Your Allow policy is now displayed in the list of HTTP rules. When an end user attempts to authenticate to an Office 365 application with a personal account, authentication will fail.
Common policy configurations
This section covers policy configurations for common SaaS applications.
Microsoft 365
Selector | Operator | Value | Action | Header name |
---|---|---|---|---|
Application | In | Microsoft Office365 | Allow | Restrict-Access-To-Tenants , Restrict-Access-Context |
Slack
Selector | Operator | Value | Action | Header name |
---|---|---|---|---|
Application | In | Slack | Allow | X-Slack-Allowed-Workspaces-Requester , X-Slack-Allowed-Workspaces |
G Suite
Selector | Operator | Value | Action | Header name |
---|---|---|---|---|
Application | In | Google Workspace | Allow | X-GooGApps-Allowed-Domains |
Dropbox
Selector | Operator | Value | Action | Header name |
---|---|---|---|---|
Application | In | Dropbox | Allow | X-Dropbox-allowed-Team-Ids |
Using Tenant Control with Browser Isolation
Browser Isolation may be configured to send custom request headers. This is useful for implementing Tenant Control for SaaS applications or sending arbitrary custom request headers to Isolated websites.
You can achieve this by implementing two HTTP policies targeting the same domain or application group in Zero Trust.

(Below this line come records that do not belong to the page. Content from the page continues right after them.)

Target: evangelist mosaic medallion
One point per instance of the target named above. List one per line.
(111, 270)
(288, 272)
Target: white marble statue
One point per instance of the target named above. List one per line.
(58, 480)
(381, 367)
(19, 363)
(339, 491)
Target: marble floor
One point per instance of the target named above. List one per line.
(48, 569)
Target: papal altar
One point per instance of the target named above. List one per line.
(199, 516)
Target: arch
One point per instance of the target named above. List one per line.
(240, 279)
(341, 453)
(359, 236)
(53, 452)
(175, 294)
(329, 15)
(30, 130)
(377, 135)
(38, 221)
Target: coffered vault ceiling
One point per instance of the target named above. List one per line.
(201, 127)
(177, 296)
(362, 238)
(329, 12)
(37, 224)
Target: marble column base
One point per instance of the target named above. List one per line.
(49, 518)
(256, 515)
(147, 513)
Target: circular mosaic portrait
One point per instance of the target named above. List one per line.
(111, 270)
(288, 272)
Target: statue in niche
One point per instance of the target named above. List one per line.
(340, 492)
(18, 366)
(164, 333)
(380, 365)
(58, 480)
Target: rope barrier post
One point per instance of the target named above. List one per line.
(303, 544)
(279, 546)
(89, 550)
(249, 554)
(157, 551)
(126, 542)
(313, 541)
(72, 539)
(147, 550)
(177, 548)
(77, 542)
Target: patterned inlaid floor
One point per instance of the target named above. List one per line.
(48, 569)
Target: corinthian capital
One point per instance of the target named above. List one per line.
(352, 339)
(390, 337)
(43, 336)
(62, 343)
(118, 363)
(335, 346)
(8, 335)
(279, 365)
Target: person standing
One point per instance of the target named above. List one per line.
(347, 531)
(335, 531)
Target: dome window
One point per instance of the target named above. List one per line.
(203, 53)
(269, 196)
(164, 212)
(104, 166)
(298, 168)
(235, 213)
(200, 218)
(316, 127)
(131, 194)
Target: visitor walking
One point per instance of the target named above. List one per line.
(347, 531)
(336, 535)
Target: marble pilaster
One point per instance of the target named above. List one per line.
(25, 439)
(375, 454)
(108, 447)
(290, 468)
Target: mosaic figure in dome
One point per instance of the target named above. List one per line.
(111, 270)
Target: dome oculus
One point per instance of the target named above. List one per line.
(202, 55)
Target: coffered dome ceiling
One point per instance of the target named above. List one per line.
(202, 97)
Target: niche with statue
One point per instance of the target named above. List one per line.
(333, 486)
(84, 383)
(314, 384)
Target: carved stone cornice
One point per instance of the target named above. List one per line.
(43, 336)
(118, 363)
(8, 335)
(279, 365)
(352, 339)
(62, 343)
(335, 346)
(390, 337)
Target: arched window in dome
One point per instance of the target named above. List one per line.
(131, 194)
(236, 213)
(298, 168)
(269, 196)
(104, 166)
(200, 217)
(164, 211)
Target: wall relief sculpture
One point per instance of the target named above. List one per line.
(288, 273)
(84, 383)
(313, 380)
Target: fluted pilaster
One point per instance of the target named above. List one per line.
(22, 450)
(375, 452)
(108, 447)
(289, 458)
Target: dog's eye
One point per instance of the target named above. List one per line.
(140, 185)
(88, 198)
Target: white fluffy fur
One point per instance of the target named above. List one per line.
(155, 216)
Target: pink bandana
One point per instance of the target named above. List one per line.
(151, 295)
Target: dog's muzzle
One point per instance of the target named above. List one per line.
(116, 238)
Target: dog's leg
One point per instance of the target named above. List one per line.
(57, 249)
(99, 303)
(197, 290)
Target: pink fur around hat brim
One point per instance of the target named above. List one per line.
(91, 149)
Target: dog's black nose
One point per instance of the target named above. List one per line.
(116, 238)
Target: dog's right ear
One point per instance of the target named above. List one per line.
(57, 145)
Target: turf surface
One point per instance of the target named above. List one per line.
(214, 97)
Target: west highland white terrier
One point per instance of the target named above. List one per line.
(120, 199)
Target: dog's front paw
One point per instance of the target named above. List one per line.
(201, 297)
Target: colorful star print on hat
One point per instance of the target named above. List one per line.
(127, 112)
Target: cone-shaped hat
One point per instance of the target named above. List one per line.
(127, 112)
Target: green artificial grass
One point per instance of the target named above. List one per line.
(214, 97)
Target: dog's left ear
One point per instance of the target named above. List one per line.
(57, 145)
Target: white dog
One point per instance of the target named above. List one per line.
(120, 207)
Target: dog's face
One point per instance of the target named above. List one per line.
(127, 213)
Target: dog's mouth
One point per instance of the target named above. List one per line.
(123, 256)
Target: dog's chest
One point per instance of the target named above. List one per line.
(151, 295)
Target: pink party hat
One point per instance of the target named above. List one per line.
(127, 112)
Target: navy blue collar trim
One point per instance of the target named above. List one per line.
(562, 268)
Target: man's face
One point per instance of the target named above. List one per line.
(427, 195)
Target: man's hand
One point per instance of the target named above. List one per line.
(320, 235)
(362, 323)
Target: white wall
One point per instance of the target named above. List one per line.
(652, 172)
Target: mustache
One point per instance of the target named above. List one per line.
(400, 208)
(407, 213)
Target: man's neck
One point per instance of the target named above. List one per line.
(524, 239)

Example: Implementing a custom request header for a domain
1. Create an Isolate policy
- Name: Isolate HTTPBIN
- Description: Isolates the
httpbin.org
website. - Action: Isolate
Selector | Operator | Value |
---|---|---|
Domain | in | httpbin.org |
2. Create an Allow policy with a Custom Header
- Name: Inject custom request header for HTTPBIN
- Description: Adds a custom request header for all traffic to the
httpbin.org
website. - Action: Allow
Selector | Operator | Value |
---|---|---|
Domain | in | httpbin.org |
3. Visit https://httpbin.org/anything
HTTPBIN is a helpful service to test request headers. Visiting https://httpbin.org/anything
loads the website in a remote browser and the response body indicates that HTTPBIN received a custom request header from Cloudflare Browser Isolation.